Large programmes have mobilised volunteers to transcribe historical meteorological records, including the UK&Ireland Rainfall Rescue (Hawkins et al., 2023b; Hawkins, 2025), Unearthing Australia’s climate history (https://climatehistory.com.au/, last access: 3 March 2025), Canada’s DRAW project (https://draw.geog.mcgill.ca/, last access: 3 March 2025), and Jungle Weather (https://www.zooniverse.org/projects/khufkens/jungle-weather, last access: 3 March 2025). Long-running efforts initiated by Old Weather (https://www.oldweather.org/, last access: 3 March 2025) continue to recover ship log observations of pressure, temperature, wind and sea state (Brohan et al., 2009; Hawkins et al., 2019; Burr et al., 2021; Westcott et al., 2021; Teleti et al., 2024), while regional campaigns (e.g. Southern Weather Discovery, Antarctic logbooks) show how CS can target specific archives (Lorrey et al., 2022; Lakkis et al., 2023). For a broader overview, see https://datarescue.climate.copernicus.eu/citizen-science (last access: 3 March 2025).
In Germany, the NFDI4Earth incubator pilots explicitly invite volunteers to datafy historical river gauge records, turning scanned hydrographic charts into structured level series (https://git.rwth-aachen.de/nfdi4earth/pilotsincubatorlab/incubator/do-it, last access: 3 March 2025). Here, CS tasks extend beyond transcription: participants help identify axes and baselines, flag warped or damaged pages, and trace short line segments where automated extraction fails. Such experiments demonstrate how CS can be integrated directly into hydrographic data rescue, providing training and validation data for computer-vision models while ensuring quality control through human oversight.
Effective CS re-engineering projects typically (i) define unambiguous micro-tasks with visual examples; (ii) use n-fold replication with majority/weighted consensus; (iii) seed “gold-standard” items to measure volunteer accuracy and provide training feedback; (iv) surface low-agreement items for expert decision; and (v) maintain open, versioned data releases. For graphical sources (like gauge charts), CS tasks can include locating axes and baselines, flagging months with warping or template changes, and tracing short segments where automatic line-following fails.

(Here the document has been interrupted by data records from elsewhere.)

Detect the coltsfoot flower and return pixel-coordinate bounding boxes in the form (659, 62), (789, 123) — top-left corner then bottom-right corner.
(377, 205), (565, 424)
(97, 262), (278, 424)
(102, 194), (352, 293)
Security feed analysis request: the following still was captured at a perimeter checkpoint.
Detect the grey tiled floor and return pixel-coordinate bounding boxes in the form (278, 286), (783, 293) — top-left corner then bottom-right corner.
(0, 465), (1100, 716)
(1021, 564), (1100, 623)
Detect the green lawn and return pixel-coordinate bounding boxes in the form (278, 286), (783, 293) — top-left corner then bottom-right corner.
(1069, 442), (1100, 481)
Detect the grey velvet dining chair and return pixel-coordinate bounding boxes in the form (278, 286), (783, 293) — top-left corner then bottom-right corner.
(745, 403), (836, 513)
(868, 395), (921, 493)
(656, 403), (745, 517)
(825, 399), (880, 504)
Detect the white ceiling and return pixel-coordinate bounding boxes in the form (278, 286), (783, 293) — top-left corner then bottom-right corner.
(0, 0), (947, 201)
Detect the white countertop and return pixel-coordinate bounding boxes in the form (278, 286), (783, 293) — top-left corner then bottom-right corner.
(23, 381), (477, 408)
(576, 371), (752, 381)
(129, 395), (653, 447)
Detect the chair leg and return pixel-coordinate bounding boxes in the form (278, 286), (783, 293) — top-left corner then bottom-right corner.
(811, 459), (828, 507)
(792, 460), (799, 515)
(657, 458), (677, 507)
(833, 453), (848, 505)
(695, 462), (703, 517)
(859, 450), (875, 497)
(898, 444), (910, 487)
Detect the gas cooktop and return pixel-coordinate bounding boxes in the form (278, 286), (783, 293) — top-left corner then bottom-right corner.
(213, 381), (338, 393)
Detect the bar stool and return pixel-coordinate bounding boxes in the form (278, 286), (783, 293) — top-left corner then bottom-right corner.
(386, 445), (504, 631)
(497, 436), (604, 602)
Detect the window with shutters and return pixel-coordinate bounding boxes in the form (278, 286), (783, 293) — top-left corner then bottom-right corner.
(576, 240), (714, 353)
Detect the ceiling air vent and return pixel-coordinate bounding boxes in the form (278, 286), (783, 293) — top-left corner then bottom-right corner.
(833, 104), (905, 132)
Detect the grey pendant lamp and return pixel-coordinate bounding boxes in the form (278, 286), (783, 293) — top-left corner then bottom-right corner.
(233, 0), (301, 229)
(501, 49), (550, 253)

CS scales human attention and can rapidly unlock otherwise inaccessible archives, but throughput depends on participant engagement and careful task design. Although automation is the ultimate goal in data rescue, CS may complement the process when manual attention is still required: for (a) generating training and validation data for machine-learning models (e.g. pixel-level line annotations, baseline marks), although synthetic data generation might be a viable option, too; (b) metadata enrichment (e.g. unit changes, marginal notes, year-page mapping); and (c) targeted quality control of months flagged as ambiguous by the predictor. This hybrid strategy balances speed with reliability and reduces expert time spent on routine corrections.
3.2.3 Computer Vision and Machine Learning
Automated extraction from analogue charts has evolved from classical computer-vision pipelines to transformer-based systems that can detect chart components, reconstruct data tables, and reason about values. Early pipelines relied on edge detection, Hough transformation, and active-contour (snake) models to trace plotted lines and grid structures. While effective on clean, modern figures, they are brittle on historical scans with ageing, noise, and warp (Kass et al., 1988). Interactive hybrids combine chart-type classification with semiautomated mark extraction and user corrections, improving robustness on heterogeneous material (Savva et al., 2011; Jung et al., 2017).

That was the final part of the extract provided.